When AELTC will not even accept a meeting with local residents and the Save Wimbledon Park group’s petition has now been signed by over 16,500 people, it is understandable why feelings run so high. If the benefits that AELTC claim are so wonderful for the local community, come and sit with them and us as the MPs. 

They talk about a new public park on land that was closed for over 100 years. The previous golf club was municipal and any resident of Merton could play on it at a hugely discounted rate. The ‘park’, which is not actually 23 acres as AELTC claim but 17 acres, won’t be a traditional park as such – football-kicking, frisbee throwing – nor will it be truly public. It will be "permissive". as Wimbledon can close it any time they want. There are already plans to close most of it for May and June every year, and it could be closed for longer or even developed on in the future.

They claim it will benefit wealth and jobs, but they have not provided evidence to back this up

We challenge much of what AELTC say generally. They claim it will benefit wealth and jobs, but they have not provided evidence to back this up and the Wandsworth councillors were not persuaded. Moving the qualifiers from the excellent existing Roehampton site doesn’t create jobs, it merely moves them. Debbie Jevans wrote off their Roehampton site as a "cricket outfield" whereas it is a beautiful space next to the National Tennis Centre which players value and where development and job retention would be welcomed by the community.
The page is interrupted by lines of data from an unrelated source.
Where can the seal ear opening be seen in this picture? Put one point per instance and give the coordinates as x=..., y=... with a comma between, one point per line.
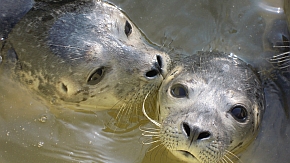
x=96, y=76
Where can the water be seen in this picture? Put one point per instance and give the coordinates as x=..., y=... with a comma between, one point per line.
x=33, y=132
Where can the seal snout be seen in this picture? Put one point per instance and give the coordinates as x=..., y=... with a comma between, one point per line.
x=194, y=133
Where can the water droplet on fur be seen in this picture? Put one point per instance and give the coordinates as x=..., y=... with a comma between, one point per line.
x=52, y=101
x=43, y=119
x=40, y=144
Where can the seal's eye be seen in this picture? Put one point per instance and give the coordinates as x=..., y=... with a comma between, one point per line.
x=179, y=91
x=239, y=112
x=128, y=28
x=96, y=76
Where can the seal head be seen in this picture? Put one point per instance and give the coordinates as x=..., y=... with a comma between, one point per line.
x=210, y=108
x=84, y=53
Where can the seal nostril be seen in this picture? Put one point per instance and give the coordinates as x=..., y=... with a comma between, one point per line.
x=186, y=128
x=159, y=61
x=203, y=135
x=152, y=73
x=64, y=87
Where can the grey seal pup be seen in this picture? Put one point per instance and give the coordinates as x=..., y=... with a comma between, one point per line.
x=83, y=54
x=209, y=108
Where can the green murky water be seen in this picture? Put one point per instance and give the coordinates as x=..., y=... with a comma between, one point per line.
x=32, y=132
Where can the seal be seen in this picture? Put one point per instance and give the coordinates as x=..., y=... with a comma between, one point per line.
x=210, y=108
x=84, y=54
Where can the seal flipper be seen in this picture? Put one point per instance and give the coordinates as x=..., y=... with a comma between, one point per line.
x=9, y=57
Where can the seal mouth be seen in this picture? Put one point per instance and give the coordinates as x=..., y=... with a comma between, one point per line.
x=186, y=153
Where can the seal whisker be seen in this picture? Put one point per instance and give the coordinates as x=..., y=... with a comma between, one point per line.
x=232, y=154
x=223, y=160
x=145, y=129
x=144, y=112
x=226, y=157
x=152, y=142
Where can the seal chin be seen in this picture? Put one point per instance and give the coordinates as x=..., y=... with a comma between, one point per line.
x=186, y=154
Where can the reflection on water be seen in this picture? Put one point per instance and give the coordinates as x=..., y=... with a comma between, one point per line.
x=33, y=132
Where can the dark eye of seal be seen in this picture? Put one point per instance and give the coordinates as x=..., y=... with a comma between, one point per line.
x=179, y=91
x=128, y=28
x=96, y=76
x=239, y=112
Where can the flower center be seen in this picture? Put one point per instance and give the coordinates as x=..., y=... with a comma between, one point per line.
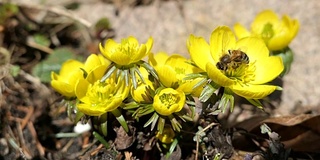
x=243, y=74
x=236, y=66
x=267, y=32
x=100, y=92
x=168, y=99
x=127, y=48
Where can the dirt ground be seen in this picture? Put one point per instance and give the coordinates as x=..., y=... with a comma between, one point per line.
x=170, y=22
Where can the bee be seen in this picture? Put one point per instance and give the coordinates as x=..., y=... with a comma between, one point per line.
x=233, y=59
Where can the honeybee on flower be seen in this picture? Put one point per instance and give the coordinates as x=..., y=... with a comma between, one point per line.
x=248, y=78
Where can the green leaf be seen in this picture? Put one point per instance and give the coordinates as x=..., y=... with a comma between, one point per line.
x=227, y=99
x=52, y=64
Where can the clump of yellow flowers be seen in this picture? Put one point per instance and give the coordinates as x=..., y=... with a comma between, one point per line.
x=119, y=86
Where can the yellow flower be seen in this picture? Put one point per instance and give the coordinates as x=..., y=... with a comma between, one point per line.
x=64, y=82
x=169, y=101
x=142, y=92
x=127, y=52
x=277, y=33
x=243, y=66
x=167, y=135
x=72, y=70
x=172, y=71
x=95, y=67
x=97, y=98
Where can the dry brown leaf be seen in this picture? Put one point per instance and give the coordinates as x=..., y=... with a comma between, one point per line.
x=299, y=132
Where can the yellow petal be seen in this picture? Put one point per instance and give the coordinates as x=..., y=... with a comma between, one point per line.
x=63, y=88
x=267, y=69
x=81, y=88
x=255, y=48
x=199, y=51
x=222, y=39
x=217, y=76
x=168, y=101
x=280, y=40
x=167, y=75
x=241, y=31
x=141, y=90
x=149, y=44
x=180, y=65
x=96, y=73
x=253, y=91
x=98, y=110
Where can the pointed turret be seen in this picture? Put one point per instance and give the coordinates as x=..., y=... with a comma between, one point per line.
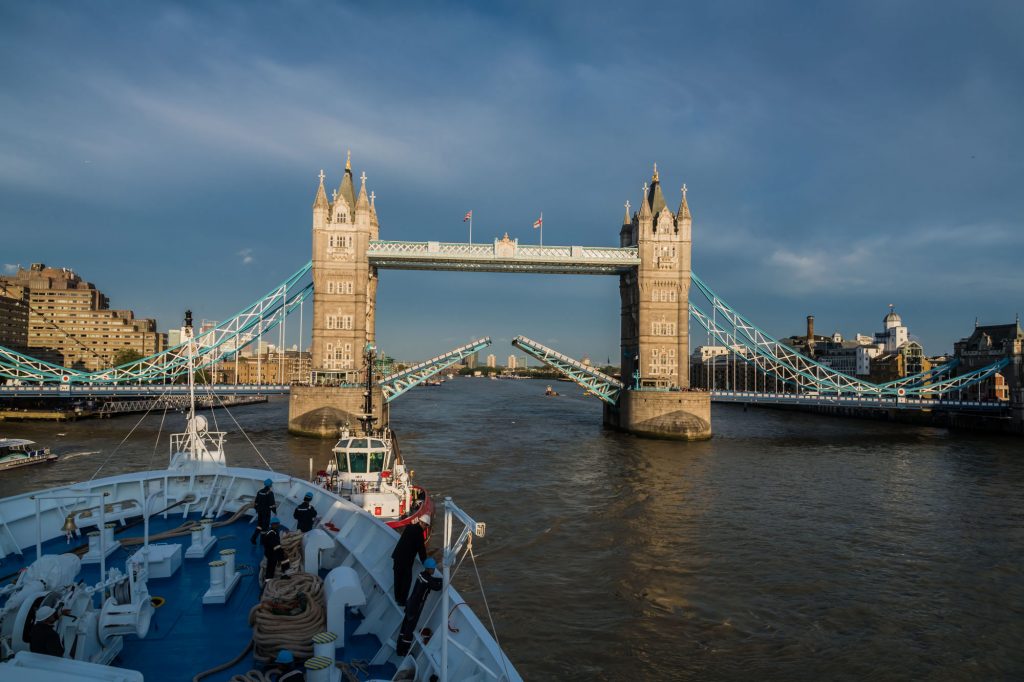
x=656, y=198
x=626, y=231
x=321, y=205
x=684, y=209
x=347, y=189
x=645, y=205
x=321, y=201
x=373, y=211
x=363, y=202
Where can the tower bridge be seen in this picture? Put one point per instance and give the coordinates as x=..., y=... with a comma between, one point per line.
x=652, y=263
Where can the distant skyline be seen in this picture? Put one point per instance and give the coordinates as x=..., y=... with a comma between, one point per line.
x=839, y=158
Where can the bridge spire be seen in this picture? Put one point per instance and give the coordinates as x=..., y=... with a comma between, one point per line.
x=684, y=208
x=321, y=201
x=645, y=204
x=363, y=203
x=656, y=198
x=346, y=189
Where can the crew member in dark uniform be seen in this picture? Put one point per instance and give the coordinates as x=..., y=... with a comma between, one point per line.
x=426, y=583
x=404, y=553
x=273, y=552
x=305, y=514
x=265, y=505
x=43, y=638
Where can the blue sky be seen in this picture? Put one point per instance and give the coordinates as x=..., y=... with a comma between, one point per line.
x=840, y=157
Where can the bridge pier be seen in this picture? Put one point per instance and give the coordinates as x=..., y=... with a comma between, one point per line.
x=671, y=415
x=322, y=412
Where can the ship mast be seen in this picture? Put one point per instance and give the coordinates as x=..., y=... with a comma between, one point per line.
x=368, y=418
x=193, y=431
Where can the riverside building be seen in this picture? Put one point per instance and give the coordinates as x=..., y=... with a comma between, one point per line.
x=72, y=318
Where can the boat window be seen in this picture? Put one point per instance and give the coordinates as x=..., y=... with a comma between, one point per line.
x=357, y=462
x=376, y=462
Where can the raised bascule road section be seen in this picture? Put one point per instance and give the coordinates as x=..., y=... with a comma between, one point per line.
x=651, y=398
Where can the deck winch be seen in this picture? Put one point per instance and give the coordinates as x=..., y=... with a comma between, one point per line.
x=89, y=634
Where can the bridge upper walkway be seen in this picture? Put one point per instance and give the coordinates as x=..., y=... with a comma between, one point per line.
x=502, y=256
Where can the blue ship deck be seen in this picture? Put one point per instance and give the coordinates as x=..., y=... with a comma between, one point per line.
x=186, y=637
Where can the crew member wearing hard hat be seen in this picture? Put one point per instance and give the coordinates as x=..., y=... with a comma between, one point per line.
x=265, y=505
x=43, y=638
x=290, y=671
x=273, y=552
x=410, y=545
x=426, y=582
x=305, y=514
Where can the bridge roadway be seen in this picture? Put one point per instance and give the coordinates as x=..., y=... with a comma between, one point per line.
x=752, y=397
x=137, y=390
x=502, y=256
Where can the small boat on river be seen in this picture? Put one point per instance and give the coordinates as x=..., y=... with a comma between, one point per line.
x=20, y=453
x=83, y=564
x=369, y=471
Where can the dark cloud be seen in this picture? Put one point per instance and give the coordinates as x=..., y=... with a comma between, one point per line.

This growth and expansion, in addition, has a profound impact on the area both because it is too big for the size of the heritage parkland and, critically, too damaging to the environment. This is where every Londoner should be concerned because the site on which they want to build is Grade II* historic parkland, deemed to be of particularly special interest or national importance. It is also Metropolitan Open Land – the gold standard of protection and the equivalent of green belt in the countryside. It is all that is left of a far larger parkland. According to CPRE there are approximately fifty other similar sites around London that are currently "under threat". 

This is more than a war of words. This is about the future of London. AELTC is blithely saying that after thirty years of owning the park, their commercial needs have changed and they need to build this stadium, 38 other courts, 10 hub buildings and 9km of tarmac paths. So, who knows what they may want in ten or twenty years’ time. Another stadium, a hotel, a heliport? These are real concerns to our residents and should be to all Londoners who value our green spaces and are grateful to the generations of people who went before us and fought to save our parks and commons. 

If this development were allowed to proceed it would set a dangerous precedent.  It is almost certain that wherever you live in London you live near open green space that is under threat. Our parklands, London’s lungs and family areas for recreation and well-being, have never been more needed. The concerns of our constituents are also your concerns.